The Special Distribution represents the remaining amount to satisfy the requirement that the company pay to stockholders its undistributed accumulated earnings and profits (“E&P”) attributable to all taxable periods ending on or prior to December 31, 2013. The Special Distribution also will include some other items of taxable income that the company expects to recognize in 2014, such as depreciation recapture in respect of accounting method changes commenced in its pre-REIT period as well as foreign earnings and profits repatriated as dividend income. An initial $700.0 million of E&P was paid to stockholders in November 2012, bringing the total special distributions to $1.4 billion, at the high end of the company’s range of $1.3 billion to $1.4 billion.

Stockholders can elect to receive payment of the Special Distribution in the form of stock or cash, with the total cash payment to all stockholders limited to no more than $140 million, or 20 percent of the total distribution. The amount of shares to be distributed will be determined based upon stockholder elections and the average closing price on the three trading days following October 24, 2014. Election forms will be mailed to all stockholders promptly following the record date.

About Iron Mountain

Iron Mountain Incorporated (NYSE:IRM) is a leading provider of storage and information management services. The company’s real estate network of more than 67 million square feet across more than 1,000 facilities in 36 countries allows it to serve customers with speed and accuracy. And its solutions for records management, data management, document management, and secure shredding help organizations to lower storage costs, comply with regulations, recover from disaster, and better use their information for business advantage. Founded in 1951, Iron Mountain stores and protects billions of information assets, including business documents, backup tapes, electronic files and medical data. Visit www.ironmountain.com for more information.

Forward Looking Statements

This press release contains forward looking statements within the meaning of the Private Securities Litigation Reform Act of 1995 and other securities laws. The forward looking statements are subject to various known and unknown risks, uncertainties and other factors. When the Company uses words such as “believes,” “expects,” “anticipates,” “estimates,” “plans” or similar expressions, the Company is making forward looking statements.

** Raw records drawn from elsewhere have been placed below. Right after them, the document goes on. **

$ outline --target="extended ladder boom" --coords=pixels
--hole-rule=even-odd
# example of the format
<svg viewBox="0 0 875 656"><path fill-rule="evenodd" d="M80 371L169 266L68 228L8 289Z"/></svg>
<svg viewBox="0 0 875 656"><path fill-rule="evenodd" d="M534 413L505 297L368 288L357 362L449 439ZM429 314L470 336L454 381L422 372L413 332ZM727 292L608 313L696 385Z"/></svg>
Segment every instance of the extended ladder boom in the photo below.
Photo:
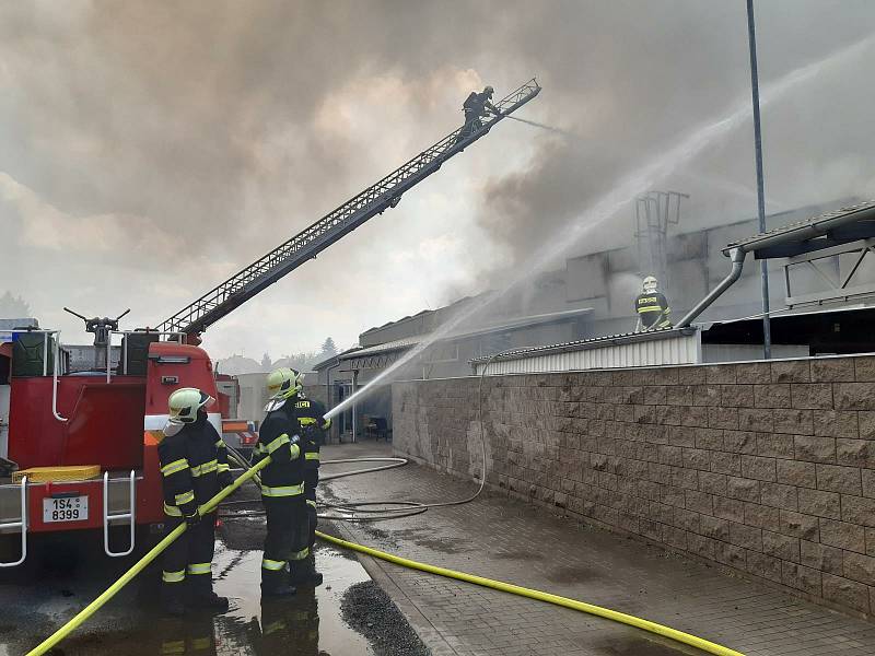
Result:
<svg viewBox="0 0 875 656"><path fill-rule="evenodd" d="M405 191L438 171L446 160L489 133L504 116L525 105L539 92L540 86L534 79L526 82L495 103L495 107L502 113L500 116L485 120L482 127L463 126L447 134L375 185L177 312L158 329L161 332L187 335L203 332L208 326L308 259L315 258L347 233L372 216L382 214L387 208L394 208Z"/></svg>

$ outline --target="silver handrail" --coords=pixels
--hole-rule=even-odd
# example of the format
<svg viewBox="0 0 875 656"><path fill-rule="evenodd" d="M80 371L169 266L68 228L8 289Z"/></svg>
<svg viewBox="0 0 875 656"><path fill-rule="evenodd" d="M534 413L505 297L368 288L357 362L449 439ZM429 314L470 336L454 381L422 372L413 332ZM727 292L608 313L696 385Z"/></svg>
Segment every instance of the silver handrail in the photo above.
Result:
<svg viewBox="0 0 875 656"><path fill-rule="evenodd" d="M137 511L137 479L133 470L130 470L130 479L128 480L128 499L129 499L129 513L109 514L109 472L103 472L103 550L106 555L110 558L121 558L128 555L133 551L136 541L136 511ZM109 548L109 523L127 519L130 527L130 546L127 551L113 551Z"/></svg>
<svg viewBox="0 0 875 656"><path fill-rule="evenodd" d="M55 333L57 337L55 338L55 358L52 359L55 362L51 363L51 413L55 419L66 423L68 419L58 412L58 356L60 355L61 331L56 330Z"/></svg>
<svg viewBox="0 0 875 656"><path fill-rule="evenodd" d="M21 558L14 563L0 563L0 567L18 567L27 558L27 477L21 479L21 520L0 524L0 529L21 529Z"/></svg>

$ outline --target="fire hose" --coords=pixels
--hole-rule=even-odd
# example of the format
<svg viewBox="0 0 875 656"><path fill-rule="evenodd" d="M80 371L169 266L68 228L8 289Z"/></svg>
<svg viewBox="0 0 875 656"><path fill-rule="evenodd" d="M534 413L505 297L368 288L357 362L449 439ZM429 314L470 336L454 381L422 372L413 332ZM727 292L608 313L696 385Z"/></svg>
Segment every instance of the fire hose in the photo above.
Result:
<svg viewBox="0 0 875 656"><path fill-rule="evenodd" d="M237 488L240 488L243 483L245 483L250 478L255 477L259 470L264 469L270 464L270 456L258 462L257 465L253 466L248 470L246 470L242 476L237 477L237 479L228 488L219 492L215 496L210 499L207 503L203 504L202 513L211 513L215 509L215 507L225 499L229 494L233 493ZM88 620L91 616L97 612L101 607L109 601L116 594L125 587L128 583L130 583L137 574L142 572L149 563L155 560L162 551L164 551L171 543L176 540L180 535L183 535L188 527L187 524L183 523L176 528L174 528L170 534L167 534L164 539L162 539L158 544L155 544L149 552L143 555L137 563L131 566L130 570L125 572L113 585L106 588L103 594L94 599L91 604L89 604L85 608L80 610L70 621L68 621L63 626L58 629L55 633L39 643L36 647L27 652L27 656L42 656L46 654L51 647L57 645L61 642L65 637L70 635L73 631L75 631L85 620Z"/></svg>
<svg viewBox="0 0 875 656"><path fill-rule="evenodd" d="M236 454L234 455L236 459ZM257 465L246 469L246 471L244 471L243 475L237 477L237 479L234 481L232 485L229 485L228 488L222 490L219 494L213 496L210 501L208 501L203 506L205 512L209 513L215 509L215 507L219 505L219 503L222 502L222 500L224 500L226 496L233 493L237 488L240 488L246 481L253 479L254 482L257 482L258 471L264 467L266 467L269 462L270 458L268 457L259 461ZM352 473L352 472L345 472L345 473ZM362 471L357 471L354 473L362 473ZM427 506L428 504L421 504L421 505ZM442 504L442 505L448 505L448 504ZM420 512L424 512L424 509L425 508L423 508ZM57 645L59 642L61 642L65 637L70 635L70 633L72 633L75 629L78 629L91 616L97 612L97 610L100 610L104 604L106 604L109 599L112 599L122 587L125 587L128 583L130 583L130 581L132 581L133 577L137 576L137 574L142 572L147 565L149 565L153 560L155 560L155 558L158 558L158 555L161 554L161 552L164 551L171 544L171 542L173 542L180 535L183 535L185 530L186 530L186 524L180 524L179 526L177 526L155 547L153 547L145 555L143 555L143 558L141 558L132 567L130 567L127 572L125 572L125 574L122 574L120 578L118 578L115 583L113 583L113 585L110 585L101 596L98 596L96 599L94 599L94 601L92 601L85 608L79 611L71 620L69 620L63 626L61 626L58 631L51 634L48 639L39 643L31 652L28 652L27 656L42 656L46 654L49 649L51 649L55 645ZM479 585L499 591L527 597L529 599L545 601L548 604L553 604L556 606L561 606L563 608L570 608L572 610L576 610L580 612L585 612L592 616L605 618L608 620L612 620L615 622L620 622L629 626L635 626L638 629L649 631L650 633L654 633L656 635L661 635L663 637L667 637L690 645L692 647L702 649L703 652L707 652L709 654L713 654L714 656L744 656L744 654L742 654L740 652L736 652L728 647L724 647L722 645L707 641L696 635L691 635L689 633L685 633L682 631L678 631L677 629L672 629L670 626L665 626L663 624L658 624L656 622L652 622L643 618L611 610L609 608L604 608L602 606L587 604L585 601L579 601L576 599L570 599L568 597L561 597L559 595L552 595L550 593L545 593L541 590L522 587L502 581L494 581L491 578L486 578L483 576L477 576L475 574L467 574L465 572L457 572L455 570L448 570L446 567L440 567L427 563L420 563L406 558L400 558L398 555L386 553L385 551L380 551L371 547L364 547L362 544L357 544L354 542L342 540L340 538L337 538L335 536L329 536L322 531L316 531L316 535L322 540L325 540L338 547L342 547L345 549L351 549L353 551L358 551L359 553L364 553L372 558L377 558L386 562L400 565L402 567L418 570L420 572L427 572L429 574L435 574L438 576L445 576L447 578L454 578L456 581L464 581L466 583L470 583L474 585Z"/></svg>

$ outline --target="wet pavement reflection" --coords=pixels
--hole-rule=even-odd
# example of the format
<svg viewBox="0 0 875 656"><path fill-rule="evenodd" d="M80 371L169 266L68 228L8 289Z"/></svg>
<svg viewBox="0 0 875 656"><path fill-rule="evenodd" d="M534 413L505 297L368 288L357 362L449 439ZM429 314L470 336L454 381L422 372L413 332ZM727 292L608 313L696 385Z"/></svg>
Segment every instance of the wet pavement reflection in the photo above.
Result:
<svg viewBox="0 0 875 656"><path fill-rule="evenodd" d="M129 586L135 589L125 590L110 601L98 612L100 617L86 622L52 654L374 654L368 640L343 621L340 610L347 590L370 581L368 574L357 560L331 547L319 546L316 560L325 575L322 587L302 588L294 597L262 602L261 552L231 549L220 542L213 572L217 591L230 598L228 612L219 616L190 613L183 619L162 617L158 607L158 583L150 570ZM103 563L104 570L96 577L93 570L89 575L80 566L82 571L65 581L63 588L58 587L50 572L32 572L30 576L0 581L0 600L4 608L12 607L5 617L9 622L0 619L0 656L25 653L96 596L117 575L117 567ZM12 599L16 602L10 604Z"/></svg>

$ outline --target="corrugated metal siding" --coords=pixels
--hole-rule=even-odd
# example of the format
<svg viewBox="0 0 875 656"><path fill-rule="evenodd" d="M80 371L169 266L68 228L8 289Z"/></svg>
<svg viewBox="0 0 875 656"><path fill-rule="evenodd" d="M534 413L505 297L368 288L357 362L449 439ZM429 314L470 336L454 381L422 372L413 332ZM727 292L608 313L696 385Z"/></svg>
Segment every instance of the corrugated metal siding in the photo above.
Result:
<svg viewBox="0 0 875 656"><path fill-rule="evenodd" d="M698 364L702 361L701 333L653 339L626 344L607 344L576 351L495 360L489 374L536 374L592 368L623 368L663 364ZM477 363L482 373L483 363Z"/></svg>

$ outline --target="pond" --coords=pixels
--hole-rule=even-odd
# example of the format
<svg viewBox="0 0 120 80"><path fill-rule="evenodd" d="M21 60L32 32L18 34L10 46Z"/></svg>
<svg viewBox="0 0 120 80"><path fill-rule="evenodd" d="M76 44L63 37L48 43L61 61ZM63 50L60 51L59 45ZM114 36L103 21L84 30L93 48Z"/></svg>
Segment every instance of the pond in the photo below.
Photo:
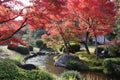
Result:
<svg viewBox="0 0 120 80"><path fill-rule="evenodd" d="M54 66L54 60L53 56L36 56L33 58L30 58L26 61L26 64L35 64L38 66L43 66L48 72L51 72L57 76L59 76L64 71L67 71L67 69L61 68L61 67L55 67ZM80 72L80 74L83 77L83 80L120 80L118 78L111 78L110 76L105 76L103 73L98 72Z"/></svg>

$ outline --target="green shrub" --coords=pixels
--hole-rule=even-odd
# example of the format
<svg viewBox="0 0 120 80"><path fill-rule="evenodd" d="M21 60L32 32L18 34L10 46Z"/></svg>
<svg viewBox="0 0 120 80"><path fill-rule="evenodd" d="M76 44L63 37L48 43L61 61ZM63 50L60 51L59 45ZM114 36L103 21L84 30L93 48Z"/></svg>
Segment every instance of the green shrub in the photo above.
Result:
<svg viewBox="0 0 120 80"><path fill-rule="evenodd" d="M14 80L19 76L17 66L11 60L0 60L0 80Z"/></svg>
<svg viewBox="0 0 120 80"><path fill-rule="evenodd" d="M39 70L27 71L28 80L54 80L53 75Z"/></svg>
<svg viewBox="0 0 120 80"><path fill-rule="evenodd" d="M16 51L23 55L29 54L29 49L25 46L18 46Z"/></svg>
<svg viewBox="0 0 120 80"><path fill-rule="evenodd" d="M0 60L0 80L54 80L52 74L42 70L23 70L14 60Z"/></svg>
<svg viewBox="0 0 120 80"><path fill-rule="evenodd" d="M75 60L69 60L66 62L66 68L67 69L70 69L70 70L87 70L88 67L86 66L85 63L83 62L78 62L78 61L75 61Z"/></svg>
<svg viewBox="0 0 120 80"><path fill-rule="evenodd" d="M105 59L103 62L103 72L107 75L120 76L120 58Z"/></svg>
<svg viewBox="0 0 120 80"><path fill-rule="evenodd" d="M33 46L29 46L29 51L33 51Z"/></svg>
<svg viewBox="0 0 120 80"><path fill-rule="evenodd" d="M37 47L40 47L40 46L42 46L44 43L43 43L43 41L42 40L36 40L36 45L37 45Z"/></svg>
<svg viewBox="0 0 120 80"><path fill-rule="evenodd" d="M65 46L63 45L62 48L59 49L60 51L63 51L65 52L66 48ZM69 52L71 53L75 53L75 52L78 52L80 51L80 45L79 44L71 44L69 47L68 47L68 50Z"/></svg>
<svg viewBox="0 0 120 80"><path fill-rule="evenodd" d="M61 80L81 80L81 76L77 71L67 71L61 74Z"/></svg>
<svg viewBox="0 0 120 80"><path fill-rule="evenodd" d="M69 60L66 62L67 69L70 70L78 70L79 69L79 63L75 60Z"/></svg>

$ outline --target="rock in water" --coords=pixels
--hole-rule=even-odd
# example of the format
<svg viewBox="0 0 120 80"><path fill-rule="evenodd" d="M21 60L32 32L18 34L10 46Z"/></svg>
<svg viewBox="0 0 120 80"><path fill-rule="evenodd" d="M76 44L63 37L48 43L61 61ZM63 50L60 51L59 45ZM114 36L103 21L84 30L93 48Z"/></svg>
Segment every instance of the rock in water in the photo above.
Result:
<svg viewBox="0 0 120 80"><path fill-rule="evenodd" d="M36 66L33 65L33 64L24 64L24 65L21 65L20 67L21 67L22 69L25 69L25 70L36 69Z"/></svg>
<svg viewBox="0 0 120 80"><path fill-rule="evenodd" d="M63 54L62 56L60 56L55 62L54 65L55 66L59 66L59 67L65 67L67 68L68 66L66 65L67 61L77 61L78 64L80 64L79 66L79 70L83 70L85 69L85 65L84 63L79 59L78 56L73 56L73 55L69 55L69 54ZM83 68L84 67L84 68Z"/></svg>

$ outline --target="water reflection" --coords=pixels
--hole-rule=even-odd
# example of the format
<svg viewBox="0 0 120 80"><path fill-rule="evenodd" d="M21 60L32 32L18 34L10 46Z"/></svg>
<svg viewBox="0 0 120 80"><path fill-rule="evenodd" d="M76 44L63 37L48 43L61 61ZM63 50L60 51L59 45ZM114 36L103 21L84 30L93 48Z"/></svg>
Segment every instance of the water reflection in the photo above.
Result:
<svg viewBox="0 0 120 80"><path fill-rule="evenodd" d="M48 72L51 72L57 76L59 76L64 71L67 71L61 67L54 66L53 56L36 56L34 58L30 58L26 61L27 64L35 64L38 66L44 66ZM110 78L110 76L105 76L103 73L97 72L80 72L82 75L83 80L120 80L120 78Z"/></svg>

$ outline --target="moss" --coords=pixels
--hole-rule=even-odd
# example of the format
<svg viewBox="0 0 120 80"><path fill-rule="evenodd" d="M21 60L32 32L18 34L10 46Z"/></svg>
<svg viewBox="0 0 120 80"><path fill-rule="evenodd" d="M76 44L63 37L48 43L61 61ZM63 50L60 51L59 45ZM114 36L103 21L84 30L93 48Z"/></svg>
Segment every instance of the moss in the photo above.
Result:
<svg viewBox="0 0 120 80"><path fill-rule="evenodd" d="M61 74L61 80L81 80L81 76L77 71L67 71Z"/></svg>
<svg viewBox="0 0 120 80"><path fill-rule="evenodd" d="M109 58L103 62L103 72L107 75L120 76L120 58Z"/></svg>
<svg viewBox="0 0 120 80"><path fill-rule="evenodd" d="M5 59L0 60L0 80L54 80L52 74L42 70L23 70L20 63Z"/></svg>
<svg viewBox="0 0 120 80"><path fill-rule="evenodd" d="M88 55L85 51L81 51L76 54L79 56L80 60L86 63L90 71L103 71L102 62L104 58L97 59L93 53Z"/></svg>

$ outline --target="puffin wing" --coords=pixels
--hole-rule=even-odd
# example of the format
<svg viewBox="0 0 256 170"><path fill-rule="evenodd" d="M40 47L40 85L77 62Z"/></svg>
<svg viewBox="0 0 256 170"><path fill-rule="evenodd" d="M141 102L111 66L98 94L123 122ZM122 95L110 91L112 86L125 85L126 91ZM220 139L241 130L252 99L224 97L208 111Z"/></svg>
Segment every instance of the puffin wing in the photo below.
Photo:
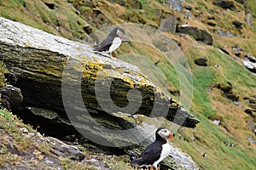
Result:
<svg viewBox="0 0 256 170"><path fill-rule="evenodd" d="M132 160L131 165L153 165L153 163L160 157L162 147L158 142L152 143L146 150L142 153L142 155Z"/></svg>
<svg viewBox="0 0 256 170"><path fill-rule="evenodd" d="M100 44L96 45L93 50L99 52L108 51L112 44L113 38L114 37L111 35L108 36Z"/></svg>
<svg viewBox="0 0 256 170"><path fill-rule="evenodd" d="M146 148L143 153L141 155L146 164L152 165L155 161L160 157L162 147L157 143L152 143L149 146Z"/></svg>

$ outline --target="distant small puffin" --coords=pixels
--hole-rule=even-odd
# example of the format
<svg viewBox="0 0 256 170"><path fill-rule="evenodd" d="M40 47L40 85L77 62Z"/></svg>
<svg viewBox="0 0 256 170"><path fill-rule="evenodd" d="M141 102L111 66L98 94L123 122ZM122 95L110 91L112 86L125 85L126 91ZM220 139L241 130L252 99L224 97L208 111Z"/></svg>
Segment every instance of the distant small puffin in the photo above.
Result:
<svg viewBox="0 0 256 170"><path fill-rule="evenodd" d="M113 59L112 52L121 45L124 35L125 30L123 28L113 28L101 43L94 47L93 51L98 54L108 54Z"/></svg>
<svg viewBox="0 0 256 170"><path fill-rule="evenodd" d="M158 169L158 164L168 156L171 145L166 138L173 139L173 134L166 128L160 128L155 132L155 140L148 145L142 155L131 162L132 167L150 167L150 170Z"/></svg>

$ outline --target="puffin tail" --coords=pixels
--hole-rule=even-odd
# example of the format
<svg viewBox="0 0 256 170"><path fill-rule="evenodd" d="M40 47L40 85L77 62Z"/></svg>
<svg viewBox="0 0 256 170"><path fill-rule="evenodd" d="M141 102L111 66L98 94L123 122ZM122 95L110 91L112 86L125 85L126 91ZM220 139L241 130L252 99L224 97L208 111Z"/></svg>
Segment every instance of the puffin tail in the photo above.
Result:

Although the Company believes that its forward looking statements are based on reasonable assumptions, its expected results may not be achieved, and actual results may differ materially from its expectations. For example:

  • This press release states that the Company anticipates paying the Fourth Quarter Distribution and the “catch-up” distribution prior to the end of 2014. The timing of these distributions, which may or may not occur, may be affected factors beyond the Company’s control.

The Company’s forward looking statements should not be relied upon except as statements of the Company’s present intentions and of the Company’s present expectations, which may or may not occur. Cautionary statements should be read as being applicable to all forward looking statements wherever they appear. Except as required by law, the Company undertakes no obligation to release publicly the result of any revision to these forward looking statements that may be made to reflect events or circumstances after the date hereof or to reflect the occurrence of unanticipated events. Readers are also urged to carefully review and consider the various disclosures the Company has made in the Company’s filings with the Securities and Exchange Commission (the “SEC”), including the sections “Risk Factors” and “Cautionary Note Regarding Forward Looking Statements,” as applicable, in the Company’s Annual Report on Form 10-K for the year ended December 31, 2013 filed with the SEC on February 28, 2014, the Company’s Current Report on Form 8-K filed with the SEC on May 5, 2014, and the Company’s Quarterly Report on Form 10-Q for the quarter ended June 30, 2014 filed with the SEC on July 31, 2014.